Investigation of sample size effect on the deformation heterogeneity and texture development during equal channel angular pressing

Abstract

Equal channel angular pressing (ECAP), or equal channel angular extrusion (ECAE), is a very promising severe plastic deformation technique for producing ultra-fine grained (UFG) materials. Up to now, many works have been contributed to understand the influence of die geometry, frictional condition and back-pressure during the ECAP process. Most of them only focused on a specific sample size, and very few investigations about the sample size effect have been reported. Therefore, the present investigation was designed specifically to provide systematical information on the influence of sample size on the deformation heterogeneity and texture development after ECAP. To the authors’ knowledge, this is the first attempt to consider the sample dimension influence on the texture evolution of ECAP processed aluminum single crystals.

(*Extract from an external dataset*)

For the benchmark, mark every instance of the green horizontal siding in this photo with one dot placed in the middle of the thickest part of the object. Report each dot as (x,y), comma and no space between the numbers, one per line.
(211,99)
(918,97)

Study has been successfully conducted using crystal plasticity finite element model for four different samples having widths between 2mm and 40mm. For each of sample, the simulated effective plastic strain is close to the theoretical value. The calculated shear strength and stress decreased slightly with the sample width, but show very little change at larger samples. Simulation results revealed similar deformation heterogeneity during the process as the reference. The predicted {111} pole figures and activity of slip systems indicate that the texture evolution is independent of the sample dimension. Simulation results are consistent with the experimental observations when the same initial crystallographic orientation and sample size have been used. The present work offers a good suggestion for the scaling up of the ECAP process for the industrial application from the views of both deformation pattern and evolution of texture.